Thursday, June 08, 2006

Ding Dong

Zarqawi's dead.

Bombed his house.

Smashed his head.

Ding dong, Zarqawi's really dead!

So sing various online munchkins this fine day. I'm glad that they have something to sing and dance about, however fleeting the moment, and fleet and flit it will. Soon, it's back to the steady inescapable carnage that is our present world, where yellow brick roads run red with Oz's many corpses, and talking trees throw grenades at the crawling survivors.

Zarqawi's death was a celebrity hit, nothing more; and it reinforces, to a small degree, the fictitious veneer of the endless, holy War on Terror. That some liberals buy into this is no surprise -- part of the contemporary lib pose is to place hand on heart and loudly state, "As a proud, patriotic liberal American, I, too, celebrate the death of the arch-terrorist Zarqawi," followed by glib cracks about blasted bodies, etc. For some, it's the price of admission to "respectable" debate, though I've no doubt that more than a few seriously believe their rhetoric. The American penchant for not only bullshitting others but also yourself knows no ideological boundaries, and in a weird way, it forms an ideology of its own. Some call it the Mainstream Media; others, the Liberal Media; others still, the Blogosphere. But like Al-Qaeda In Iraq, these are marketing labels devoid of actual meaning.

If you want a non-munchkin take on Zarqawi, consider what oil analyst John Kemp has to say:

"Zarqawi's termination is a very big propaganda coup for the coalition, but I don't think it's going to have much impact on the ground. It isn't that significant from an oil market perspective."

In other words, the Wicked Witch of the East's demise means pretty much nothing in the real world of global capital, the world that really counts. But don't tell that to those online munchkins trying to drown out grim reminders like Haditha, their high-pitched voices straining to find a steady, soothing note. To them, dead Arabs don't mean all that much, but it would be crass to take pleasure in popping rounds into children's heads. Killing celebrities like Zarqawi gives them the raw release they desperately crave, which is why the air is filled with their helium-coated cheers.

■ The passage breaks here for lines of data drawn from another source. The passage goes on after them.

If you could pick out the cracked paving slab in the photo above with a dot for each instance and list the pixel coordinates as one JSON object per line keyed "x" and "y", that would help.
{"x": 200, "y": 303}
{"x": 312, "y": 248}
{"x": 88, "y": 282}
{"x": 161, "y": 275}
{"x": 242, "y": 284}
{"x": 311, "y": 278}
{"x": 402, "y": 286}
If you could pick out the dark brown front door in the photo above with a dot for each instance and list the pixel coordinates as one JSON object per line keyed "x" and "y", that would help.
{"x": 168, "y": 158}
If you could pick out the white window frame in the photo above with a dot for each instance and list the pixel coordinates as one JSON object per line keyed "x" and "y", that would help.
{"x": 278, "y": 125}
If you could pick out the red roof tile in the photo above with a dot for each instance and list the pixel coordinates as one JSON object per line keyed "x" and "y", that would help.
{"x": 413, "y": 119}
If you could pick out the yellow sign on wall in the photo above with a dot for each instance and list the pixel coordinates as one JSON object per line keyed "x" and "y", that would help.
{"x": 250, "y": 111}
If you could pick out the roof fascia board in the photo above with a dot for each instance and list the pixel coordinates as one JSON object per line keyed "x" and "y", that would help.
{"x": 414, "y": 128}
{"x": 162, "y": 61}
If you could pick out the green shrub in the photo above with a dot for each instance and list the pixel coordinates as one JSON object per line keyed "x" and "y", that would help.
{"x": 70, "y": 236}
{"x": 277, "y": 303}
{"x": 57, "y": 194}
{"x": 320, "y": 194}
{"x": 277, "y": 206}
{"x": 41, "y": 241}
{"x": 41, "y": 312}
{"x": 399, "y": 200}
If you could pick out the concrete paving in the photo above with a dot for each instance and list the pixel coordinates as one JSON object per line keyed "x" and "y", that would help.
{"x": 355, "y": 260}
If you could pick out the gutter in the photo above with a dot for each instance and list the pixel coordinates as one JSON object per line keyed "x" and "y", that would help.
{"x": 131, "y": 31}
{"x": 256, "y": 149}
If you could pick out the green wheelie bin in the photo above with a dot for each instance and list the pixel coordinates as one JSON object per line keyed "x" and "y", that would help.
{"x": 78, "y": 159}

A couple of weeks back, much fun was made by libloggers about rightwingers looking for rock songs that express conservative pieties. Plenty of laffs were had, but those reactionary rock freeks aren't completely off-base. When you think about how the WOT is packaged and sold, a song like Pink Floyd's "Us and Them" from "Dark Side of the Moon" (an apt title for these times) might be stretched to fill that musical/political need. And when you lay it over footage of munchkins celebrating the death of their Zarqawi (with Judy Garland playing the Liberator -- and Margaret Hamilton Osama?), "Us and Them" could serve as a national anthem.